I recognize that this is a sensitive issue. After all, no regulator will admit that its approach results in less investor protection than another, or is more expensive. But the European experience seems to suggest that differences do matter and to pretend that different regulations do not produce different results is to ignore reality. And different levels of investor protection can result in regulatory arbitrage that could harm the integrity of all of our markets. Within Europe, these concerns about regulatory arbitrage have resulted in a push to greater harmonization and convergence in advance of "mutual recognition."

So, what level of regulatory convergence is necessary for mutual recognition? Can a transatlantic securities market really exist unless the securities regulations in both the United States and the EU are, for all practical purposes, the same - which is a utopian hope, at best? Can less-than-full convergence lead to mutual recognition, without creating the impression that the resulting gaps can be used by market participants to shop around for the lightest regulatory touch while maintaining undiminished market access?

Question 2: What Can We Accomplish, and What Are Our Alternatives?

My second question then is, if regulatory convergence cannot be achieved, what alternatives exist to lowering the transaction costs of accessing capital or investing across the Atlantic that would not result in regulatory arbitrage?

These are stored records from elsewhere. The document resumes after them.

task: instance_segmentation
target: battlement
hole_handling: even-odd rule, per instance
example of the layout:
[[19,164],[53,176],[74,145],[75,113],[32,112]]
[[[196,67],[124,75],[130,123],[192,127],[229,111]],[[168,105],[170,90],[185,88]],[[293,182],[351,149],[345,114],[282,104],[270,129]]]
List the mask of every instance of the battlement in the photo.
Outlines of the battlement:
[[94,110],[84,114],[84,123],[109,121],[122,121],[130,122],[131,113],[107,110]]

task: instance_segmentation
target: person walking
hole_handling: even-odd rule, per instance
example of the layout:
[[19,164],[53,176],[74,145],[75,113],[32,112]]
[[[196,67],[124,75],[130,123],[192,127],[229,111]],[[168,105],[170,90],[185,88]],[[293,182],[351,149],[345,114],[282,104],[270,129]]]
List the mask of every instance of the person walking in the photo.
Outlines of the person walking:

Question 3: Is Regulatory Convergence Enough?

But even if mutual recognition based on regulatory convergence were possible, securities regulation is just one facet of investor protection. Investor protection also requires securities regulators with expansive enforcement and investigative powers, adequate resources, and the will to use these powers and resources. And investor protection must protect the private rights of shareholders to seek redress when they are defrauded.

So my third and final question is, even if regulatory convergence proceeds to the point where US and EU securities regulations are essentially identical, will significant differences in enforcement remain that would in turn create opportunities for regulatory arbitrage? In other words, is regulatory convergence enough of a basis for mutual recognition? Does mutual recognition not also require enforcement convergence, to ensure that investor protection standards are equal on both sides of the Atlantic?

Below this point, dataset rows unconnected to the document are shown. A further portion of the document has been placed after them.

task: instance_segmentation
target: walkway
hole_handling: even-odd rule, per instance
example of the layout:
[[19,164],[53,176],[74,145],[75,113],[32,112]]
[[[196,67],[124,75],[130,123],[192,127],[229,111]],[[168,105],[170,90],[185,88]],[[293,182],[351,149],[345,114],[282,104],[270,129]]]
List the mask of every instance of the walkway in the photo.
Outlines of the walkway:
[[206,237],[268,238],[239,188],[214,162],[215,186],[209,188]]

These questions help frame the philosophical debate surrounding facilitating cross border securities activity - a debate that remains unresolved. Yet, even though the debate remains unresolved, the Dialogue has nonetheless been an unmitigated success, and I would like to share with you just a few examples of that success.

Through the Dialogue, we have been able to identify the potential conflicts between the Sarbanes-Oxley Act and foreign law that could have made compliance by foreign market participants difficult, if not impossible, and we have been able to make accommodations consistent with the spirit and intent of the Sarbanes-Oxley Act and that did not place foreign market participants in the position of having to choose which laws to abide by or violate.

Through the Dialogue, we have charted a roadmap that sets clears milestones for the potential elimination of the reconciliation requirement for foreign companies listed in the United States that prepare their financial statements using IFRS. Through the Dialogue, we have come to an understanding as to the most sensible regime to apply to credit rating agencies. And through the Dialogue, we are modernizing the thresholds that apply to deregistration with the SEC as a public company, so that the thresholds reflect the markets of the 21th century and make it possible for companies to exit the public markets if their circumstances so warrant. And this is the short list.

Most importantly, through the Dialogue we have devised a method of engagement and have forged relationships that allow us to identify issues, discuss our concerns, and deliberate our options. The Dialogue ensures that our regulatory decisions are informed by events and actions elsewhere, and increases the likelihood of converged regulatory responses. Its continued success will inure to the benefit of transatlantic securities activity and to the investors that allocate their capital in the transatlantic space.

Thank you for your time and attention.